Chahorski, unbeknownst to investigators in Michigan, had been found murdered in Dade County, Georgia in December of 1988. In 2015, Chahorski’s case was reassigned and her DNA went to the Othram lab for identification which was able to be made.

Then, the GBI turned to identifying her killer, using DNA from the crime scene. The killer identified turned out to be Wise, who was a truck driver who drove through Dade County on his regular route. Wise, who is now deceased after burning to death in a stunt car accident, had a criminal history in North Carolina, Florida and Georgia but his arrests predated mandatory DNA testing. DNA swabs were taken from family members and sent to Othram to identify him.

The MSP was able to solve a case in January through genetic genealogy as well with the help of the DNA Doe Project, a nonprofit initiative that used investigative genetic genealogy to identify John and Jane Doe unidentified remains. The remains of Dorothy Lynn (Thyng) Ricker, who was found in Lake Michigan in 1997, were identified recently. The missing Chicago woman had been declared an accidental drowning victim but they didn’t know who she was until 25 years later.

Krebs told Michigan News Source that the MSP has recently been given a grant to assist with about 20 DNA cases involving genetic genealogy. Dougovito responded about it by saying, “Our Forensic Science Division is piloting a program utilizing forensic genetic genealogy to assist investigators with a number of their cold cases. We hope to share additional information as we get further into the process.”

In addition to the help from genetic genealogy, the MSP is also working with students from Michigan State University to solve cold cases. In April of 2020, Detective Sergeant Larry Rothman contacted the School of Criminal Justice at Michigan State University to form a collaborative cold case unit.

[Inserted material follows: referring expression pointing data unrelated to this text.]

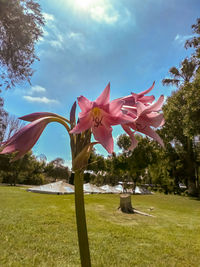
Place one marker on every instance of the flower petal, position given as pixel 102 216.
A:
pixel 156 106
pixel 72 114
pixel 134 142
pixel 151 133
pixel 147 91
pixel 83 124
pixel 103 135
pixel 38 115
pixel 104 97
pixel 25 138
pixel 85 104
pixel 152 119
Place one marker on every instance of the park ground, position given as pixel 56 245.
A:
pixel 40 230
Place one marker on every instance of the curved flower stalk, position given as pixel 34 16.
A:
pixel 21 142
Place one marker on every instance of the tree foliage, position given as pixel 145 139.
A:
pixel 21 24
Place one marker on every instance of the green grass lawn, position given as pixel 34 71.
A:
pixel 40 230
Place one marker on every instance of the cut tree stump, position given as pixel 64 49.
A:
pixel 125 203
pixel 126 206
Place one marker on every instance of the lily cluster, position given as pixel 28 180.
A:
pixel 135 113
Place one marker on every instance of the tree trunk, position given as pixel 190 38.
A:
pixel 125 203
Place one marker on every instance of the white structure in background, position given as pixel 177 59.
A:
pixel 92 189
pixel 110 189
pixel 119 188
pixel 57 188
pixel 61 188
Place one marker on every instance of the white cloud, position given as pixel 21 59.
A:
pixel 36 89
pixel 68 163
pixel 44 100
pixel 181 39
pixel 48 17
pixel 102 11
pixel 105 14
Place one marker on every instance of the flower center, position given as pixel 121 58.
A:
pixel 97 117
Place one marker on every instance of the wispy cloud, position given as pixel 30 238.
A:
pixel 36 89
pixel 43 100
pixel 102 11
pixel 58 39
pixel 181 39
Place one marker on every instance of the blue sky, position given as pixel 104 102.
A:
pixel 86 44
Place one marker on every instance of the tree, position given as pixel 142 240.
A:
pixel 3 115
pixel 21 24
pixel 182 127
pixel 182 75
pixel 195 41
pixel 11 126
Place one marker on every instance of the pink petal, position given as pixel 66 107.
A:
pixel 128 100
pixel 146 99
pixel 152 119
pixel 104 136
pixel 73 113
pixel 104 97
pixel 121 118
pixel 115 107
pixel 25 138
pixel 84 124
pixel 151 133
pixel 156 106
pixel 84 104
pixel 140 108
pixel 134 142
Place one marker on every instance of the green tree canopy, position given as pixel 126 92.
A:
pixel 21 24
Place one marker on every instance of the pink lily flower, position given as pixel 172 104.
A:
pixel 100 115
pixel 144 117
pixel 132 99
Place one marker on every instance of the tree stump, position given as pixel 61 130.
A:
pixel 125 203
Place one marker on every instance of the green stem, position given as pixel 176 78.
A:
pixel 81 220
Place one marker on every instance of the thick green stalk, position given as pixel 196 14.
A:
pixel 81 220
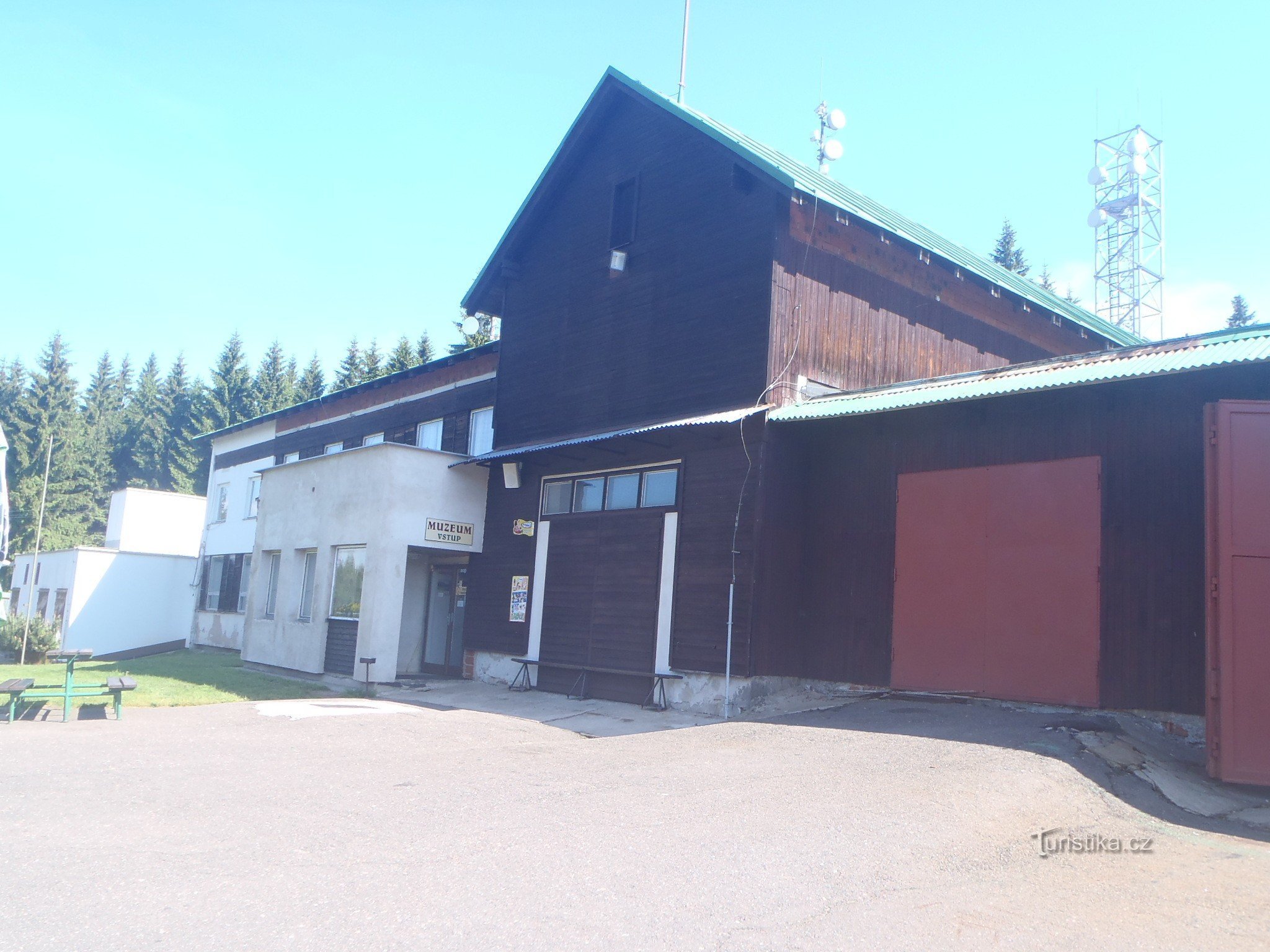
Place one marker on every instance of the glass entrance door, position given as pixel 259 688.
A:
pixel 443 628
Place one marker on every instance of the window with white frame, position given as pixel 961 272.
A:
pixel 593 493
pixel 306 586
pixel 253 496
pixel 346 586
pixel 429 436
pixel 481 433
pixel 271 592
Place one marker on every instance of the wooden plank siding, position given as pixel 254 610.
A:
pixel 395 421
pixel 1151 438
pixel 854 311
pixel 713 472
pixel 682 332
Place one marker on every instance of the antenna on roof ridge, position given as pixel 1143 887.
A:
pixel 828 149
pixel 683 54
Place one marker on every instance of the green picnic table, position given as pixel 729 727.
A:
pixel 22 690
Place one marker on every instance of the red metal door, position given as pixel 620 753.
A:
pixel 1238 616
pixel 997 582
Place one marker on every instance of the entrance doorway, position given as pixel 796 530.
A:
pixel 1238 587
pixel 443 620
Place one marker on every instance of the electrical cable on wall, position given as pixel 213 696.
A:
pixel 750 464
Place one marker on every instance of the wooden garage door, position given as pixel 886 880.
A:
pixel 600 602
pixel 997 582
pixel 1238 617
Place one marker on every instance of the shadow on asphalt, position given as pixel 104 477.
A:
pixel 1047 733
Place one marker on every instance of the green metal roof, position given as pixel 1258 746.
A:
pixel 797 175
pixel 1217 350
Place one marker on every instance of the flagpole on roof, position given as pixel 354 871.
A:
pixel 35 560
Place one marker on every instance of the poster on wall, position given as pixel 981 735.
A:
pixel 520 597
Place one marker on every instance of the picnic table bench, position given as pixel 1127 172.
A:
pixel 655 700
pixel 23 690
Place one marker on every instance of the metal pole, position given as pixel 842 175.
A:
pixel 683 52
pixel 727 664
pixel 35 560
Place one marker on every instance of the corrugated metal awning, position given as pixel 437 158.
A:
pixel 724 416
pixel 1217 350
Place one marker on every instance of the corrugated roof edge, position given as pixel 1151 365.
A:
pixel 437 363
pixel 722 416
pixel 797 175
pixel 1232 346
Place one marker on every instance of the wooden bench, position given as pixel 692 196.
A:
pixel 655 700
pixel 23 690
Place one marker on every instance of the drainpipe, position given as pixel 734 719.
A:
pixel 727 667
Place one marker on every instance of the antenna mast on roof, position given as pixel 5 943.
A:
pixel 683 54
pixel 1128 223
pixel 828 149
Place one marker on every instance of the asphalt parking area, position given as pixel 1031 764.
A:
pixel 897 824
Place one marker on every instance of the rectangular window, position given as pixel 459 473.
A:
pixel 621 229
pixel 244 580
pixel 659 488
pixel 253 498
pixel 271 593
pixel 481 434
pixel 557 498
pixel 429 436
pixel 306 587
pixel 623 491
pixel 346 587
pixel 214 576
pixel 588 495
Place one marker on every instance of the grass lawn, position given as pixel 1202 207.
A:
pixel 174 679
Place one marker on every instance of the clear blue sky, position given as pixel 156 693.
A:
pixel 172 172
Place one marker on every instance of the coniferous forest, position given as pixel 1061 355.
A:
pixel 128 426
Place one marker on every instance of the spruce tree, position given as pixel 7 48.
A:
pixel 1008 253
pixel 373 362
pixel 403 357
pixel 50 409
pixel 229 397
pixel 424 350
pixel 273 389
pixel 313 381
pixel 1240 314
pixel 182 462
pixel 148 428
pixel 351 369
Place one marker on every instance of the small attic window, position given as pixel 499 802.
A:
pixel 621 229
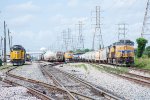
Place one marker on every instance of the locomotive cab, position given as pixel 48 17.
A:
pixel 122 53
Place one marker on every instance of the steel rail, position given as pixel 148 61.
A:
pixel 102 92
pixel 132 77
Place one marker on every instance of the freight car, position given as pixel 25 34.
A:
pixel 28 57
pixel 17 55
pixel 119 53
pixel 68 56
pixel 60 56
pixel 49 56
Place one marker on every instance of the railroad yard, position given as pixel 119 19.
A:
pixel 75 50
pixel 83 81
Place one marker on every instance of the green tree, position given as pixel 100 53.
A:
pixel 141 46
pixel 147 51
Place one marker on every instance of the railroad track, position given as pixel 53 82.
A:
pixel 143 80
pixel 41 90
pixel 137 69
pixel 72 83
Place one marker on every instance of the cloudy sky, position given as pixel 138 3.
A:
pixel 39 23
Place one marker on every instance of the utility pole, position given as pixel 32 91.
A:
pixel 97 29
pixel 5 59
pixel 122 30
pixel 9 39
pixel 146 22
pixel 80 36
pixel 1 47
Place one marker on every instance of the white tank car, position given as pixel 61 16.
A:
pixel 50 56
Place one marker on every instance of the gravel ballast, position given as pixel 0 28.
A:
pixel 15 93
pixel 117 85
pixel 30 71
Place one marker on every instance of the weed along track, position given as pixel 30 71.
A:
pixel 42 90
pixel 75 84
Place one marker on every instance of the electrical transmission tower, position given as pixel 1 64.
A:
pixel 146 22
pixel 67 39
pixel 97 28
pixel 122 31
pixel 80 36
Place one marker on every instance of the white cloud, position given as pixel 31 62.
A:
pixel 21 20
pixel 123 3
pixel 27 6
pixel 72 3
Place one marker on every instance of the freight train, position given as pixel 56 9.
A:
pixel 17 55
pixel 53 56
pixel 28 57
pixel 119 53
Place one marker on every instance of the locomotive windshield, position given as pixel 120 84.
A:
pixel 17 47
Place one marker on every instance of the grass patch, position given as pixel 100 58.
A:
pixel 143 63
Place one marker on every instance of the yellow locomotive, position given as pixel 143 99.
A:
pixel 121 53
pixel 17 55
pixel 68 56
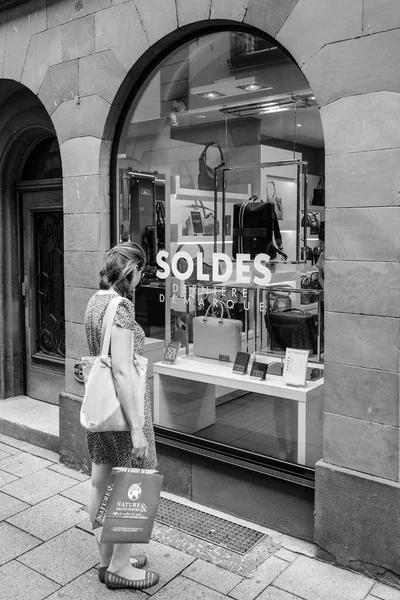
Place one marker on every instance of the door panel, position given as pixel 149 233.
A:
pixel 44 294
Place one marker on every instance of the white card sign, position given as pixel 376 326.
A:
pixel 295 369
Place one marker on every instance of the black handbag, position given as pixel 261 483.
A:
pixel 319 192
pixel 292 329
pixel 256 229
pixel 312 222
pixel 205 178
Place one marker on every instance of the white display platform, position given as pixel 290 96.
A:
pixel 198 411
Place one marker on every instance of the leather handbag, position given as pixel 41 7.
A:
pixel 319 192
pixel 217 337
pixel 101 410
pixel 205 179
pixel 277 202
pixel 256 229
pixel 312 222
pixel 292 329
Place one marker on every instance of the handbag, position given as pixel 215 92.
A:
pixel 128 509
pixel 255 228
pixel 277 202
pixel 311 222
pixel 205 178
pixel 291 329
pixel 217 337
pixel 319 192
pixel 101 410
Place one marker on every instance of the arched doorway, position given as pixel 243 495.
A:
pixel 41 209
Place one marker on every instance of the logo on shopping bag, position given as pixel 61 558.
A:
pixel 135 491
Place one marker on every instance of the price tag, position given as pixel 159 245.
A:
pixel 241 363
pixel 295 369
pixel 171 352
pixel 259 370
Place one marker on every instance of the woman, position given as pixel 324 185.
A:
pixel 121 273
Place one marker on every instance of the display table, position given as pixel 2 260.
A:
pixel 192 408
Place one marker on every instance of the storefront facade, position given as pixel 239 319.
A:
pixel 122 89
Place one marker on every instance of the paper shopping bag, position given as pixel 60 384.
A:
pixel 128 509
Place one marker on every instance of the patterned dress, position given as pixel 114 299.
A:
pixel 115 447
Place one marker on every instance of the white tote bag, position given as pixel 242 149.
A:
pixel 101 409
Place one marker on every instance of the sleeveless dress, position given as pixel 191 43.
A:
pixel 115 447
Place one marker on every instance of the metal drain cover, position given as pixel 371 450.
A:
pixel 216 530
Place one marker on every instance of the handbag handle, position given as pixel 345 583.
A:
pixel 108 321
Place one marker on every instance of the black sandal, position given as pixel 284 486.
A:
pixel 140 562
pixel 116 582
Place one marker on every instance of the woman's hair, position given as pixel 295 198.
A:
pixel 119 265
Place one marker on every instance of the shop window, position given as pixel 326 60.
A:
pixel 220 178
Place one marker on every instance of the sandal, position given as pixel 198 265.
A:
pixel 116 582
pixel 140 562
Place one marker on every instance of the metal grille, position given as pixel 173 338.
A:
pixel 216 530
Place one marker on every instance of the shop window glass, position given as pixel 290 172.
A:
pixel 220 177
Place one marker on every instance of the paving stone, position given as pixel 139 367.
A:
pixel 355 124
pixel 287 555
pixel 59 84
pixel 368 341
pixel 9 449
pixel 10 506
pixel 20 445
pixel 384 592
pixel 273 593
pixel 311 25
pixel 18 582
pixel 101 74
pixel 299 546
pixel 14 542
pixel 78 38
pixel 120 29
pixel 38 486
pixel 49 518
pixel 221 8
pixel 80 492
pixel 269 15
pixel 44 51
pixel 183 588
pixel 88 587
pixel 23 464
pixel 315 580
pixel 212 576
pixel 193 11
pixel 166 561
pixel 265 574
pixel 64 557
pixel 6 478
pixel 69 472
pixel 81 156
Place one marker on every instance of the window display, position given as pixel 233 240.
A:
pixel 219 178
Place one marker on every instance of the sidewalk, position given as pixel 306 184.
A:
pixel 47 549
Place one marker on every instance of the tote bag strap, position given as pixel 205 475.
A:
pixel 108 321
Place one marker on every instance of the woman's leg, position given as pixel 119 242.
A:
pixel 100 475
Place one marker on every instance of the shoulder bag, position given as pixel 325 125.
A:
pixel 277 202
pixel 101 410
pixel 217 337
pixel 206 174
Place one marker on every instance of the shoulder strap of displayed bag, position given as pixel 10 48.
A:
pixel 108 321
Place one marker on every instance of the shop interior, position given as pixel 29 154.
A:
pixel 225 121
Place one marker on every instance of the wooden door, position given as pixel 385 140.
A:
pixel 43 292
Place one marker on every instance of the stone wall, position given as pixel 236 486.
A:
pixel 80 58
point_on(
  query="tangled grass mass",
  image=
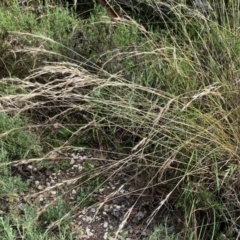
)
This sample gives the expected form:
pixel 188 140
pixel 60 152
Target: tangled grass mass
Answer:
pixel 140 115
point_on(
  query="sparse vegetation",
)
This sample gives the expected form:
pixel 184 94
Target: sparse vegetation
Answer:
pixel 158 105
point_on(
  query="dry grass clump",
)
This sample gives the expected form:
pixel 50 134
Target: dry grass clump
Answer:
pixel 171 115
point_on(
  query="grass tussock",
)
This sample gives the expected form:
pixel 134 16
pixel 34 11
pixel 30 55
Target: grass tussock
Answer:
pixel 164 101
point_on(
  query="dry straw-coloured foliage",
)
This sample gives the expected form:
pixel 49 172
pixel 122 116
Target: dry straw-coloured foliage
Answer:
pixel 180 138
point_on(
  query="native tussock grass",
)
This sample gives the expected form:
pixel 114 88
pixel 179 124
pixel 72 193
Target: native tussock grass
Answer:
pixel 166 102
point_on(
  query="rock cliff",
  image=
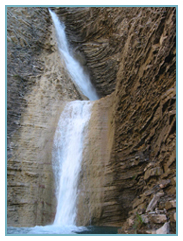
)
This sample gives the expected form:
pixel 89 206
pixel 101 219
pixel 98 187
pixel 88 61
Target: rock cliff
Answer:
pixel 128 175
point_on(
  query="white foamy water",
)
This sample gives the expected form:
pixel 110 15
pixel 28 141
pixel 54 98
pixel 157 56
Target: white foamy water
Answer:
pixel 79 77
pixel 67 157
pixel 67 147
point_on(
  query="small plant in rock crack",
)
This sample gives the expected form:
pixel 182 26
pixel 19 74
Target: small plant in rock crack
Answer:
pixel 138 222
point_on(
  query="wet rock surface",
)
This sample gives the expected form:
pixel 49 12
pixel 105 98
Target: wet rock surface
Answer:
pixel 130 54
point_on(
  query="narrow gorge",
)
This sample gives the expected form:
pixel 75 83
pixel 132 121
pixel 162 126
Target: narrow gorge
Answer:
pixel 127 176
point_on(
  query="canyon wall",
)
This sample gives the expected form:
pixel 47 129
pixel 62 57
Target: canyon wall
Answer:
pixel 38 87
pixel 128 175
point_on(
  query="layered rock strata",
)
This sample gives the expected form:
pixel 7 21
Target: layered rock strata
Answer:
pixel 38 86
pixel 144 103
pixel 128 175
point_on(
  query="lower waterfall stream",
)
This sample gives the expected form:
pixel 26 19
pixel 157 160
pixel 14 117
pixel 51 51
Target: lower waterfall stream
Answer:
pixel 67 149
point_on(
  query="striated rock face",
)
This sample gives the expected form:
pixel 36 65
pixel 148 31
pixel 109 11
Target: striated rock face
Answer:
pixel 37 86
pixel 141 42
pixel 128 175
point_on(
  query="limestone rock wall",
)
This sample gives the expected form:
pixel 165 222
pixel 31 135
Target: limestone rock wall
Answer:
pixel 38 86
pixel 128 175
pixel 141 42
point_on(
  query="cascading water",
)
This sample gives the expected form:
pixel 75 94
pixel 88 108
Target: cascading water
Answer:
pixel 68 145
pixel 68 141
pixel 81 79
pixel 67 157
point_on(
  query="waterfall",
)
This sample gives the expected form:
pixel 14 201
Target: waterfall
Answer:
pixel 70 134
pixel 78 76
pixel 67 157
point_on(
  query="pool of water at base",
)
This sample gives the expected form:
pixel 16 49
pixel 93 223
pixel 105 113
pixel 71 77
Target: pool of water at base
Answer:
pixel 55 230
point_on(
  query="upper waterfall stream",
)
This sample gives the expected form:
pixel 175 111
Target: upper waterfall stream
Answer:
pixel 76 71
pixel 68 148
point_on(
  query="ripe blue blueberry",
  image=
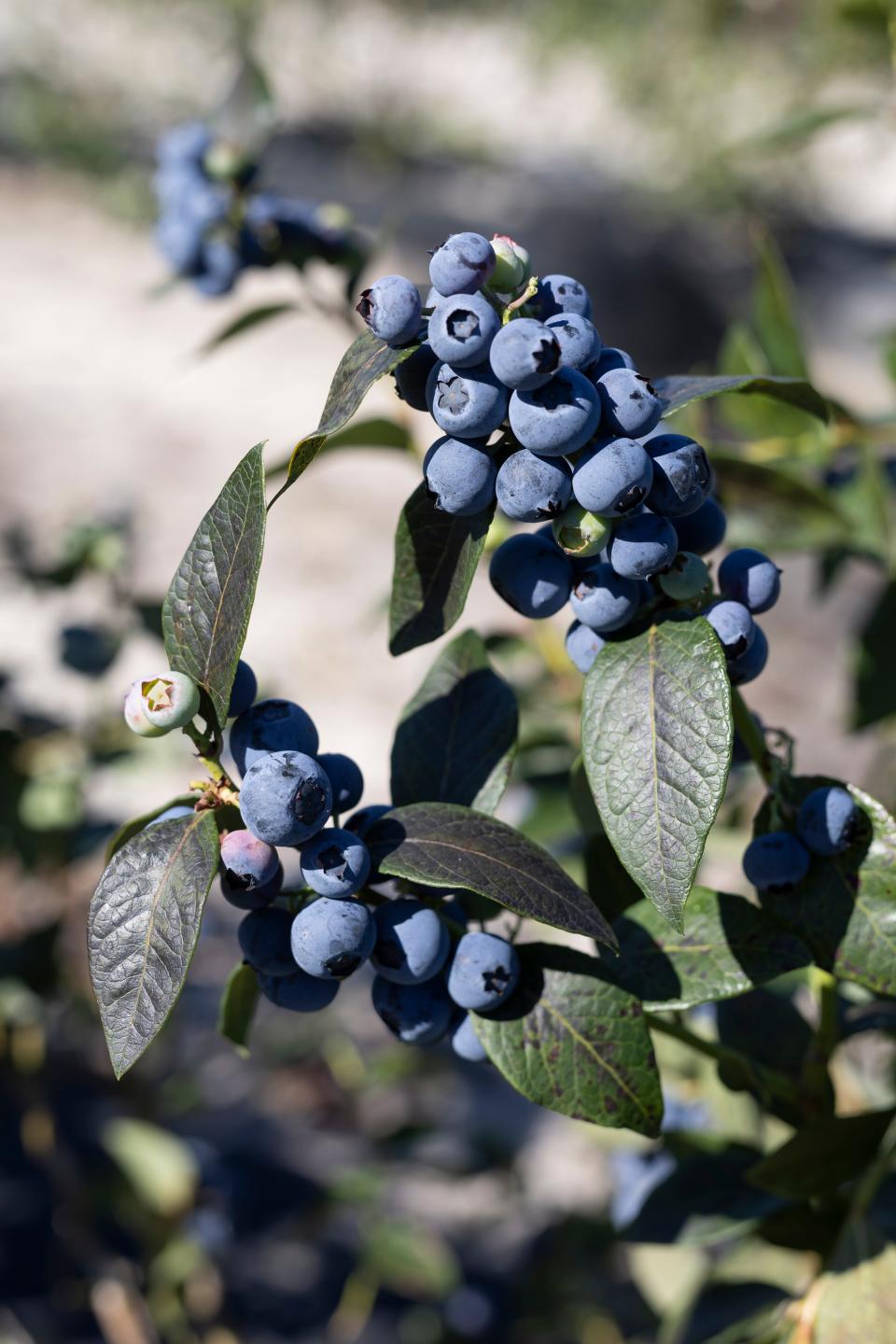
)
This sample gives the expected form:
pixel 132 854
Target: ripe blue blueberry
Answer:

The independent study opportunity allows students to engage directly with detectives in the Michigan State Police First District Cold Case Unit to assist in their investigation of cold case homicides and other cases across the state. They look at photos, maps, fingerprints, listen to interviews and try to piece together puzzle pieces in order to solve a cold case mystery from years or even decades in the past.

The energetic and curious students are able to help short-staffed struggling police agencies who don’t have the time to dive into cold cases with the effort that is needed. The students come on board with a new look at everything and a fresh perspective. The students also learn about how to engage with victim’s families who might have not been contacted by law enforcement for a long time.

Whether dealing with families of homicide victims or missing persons, law enforcement officers and volunteers have to walk a delicate balance of offering assistance with emotionally fragile loved ones who are dealing with tragic and usually unknown circumstances.

One thing that Krebs wants to make known about missing persons is the plight of the families of missing juveniles who might have started out being “voluntarily” missing. She said that it’s good to remember that “their families feel the same either way whether they went missing voluntarily or they went missing by foul play.” She said it’s a scary situation for the family and their loved ones can’t be dismissed as just runaways these days with the amount of human trafficking and drug overdoses currently going on in the country. It’s still a “missing child” and it’s a situation that is terrifying to their family.

We’ve definitely come a long way from the days of only seeing missing people on milk cartons. We’re now living in a world with more of an opportunity to solve crimes and find missing people with Amber Alerts, social media posts, GPS, cell phone data, cell phone alerts, texting, doorbell cameras, true crime TV shows and podcasts, and genetic genealogy to assist in finding missing persons, identifying human remains and solving murder cases.

But it also takes humans. It takes a dedication and a creativity to take a mountain of information and about 10,000 puzzle pieces that need to be put together. It takes a great mind. Or two. Or more.

Helen Nielsen, author of mysteries and TV scripts for shows like “Perry Mason” and “Alfred Hitchcock Presents” said, “Imagination (is) to building a police case what mortar is to a bricklayer.”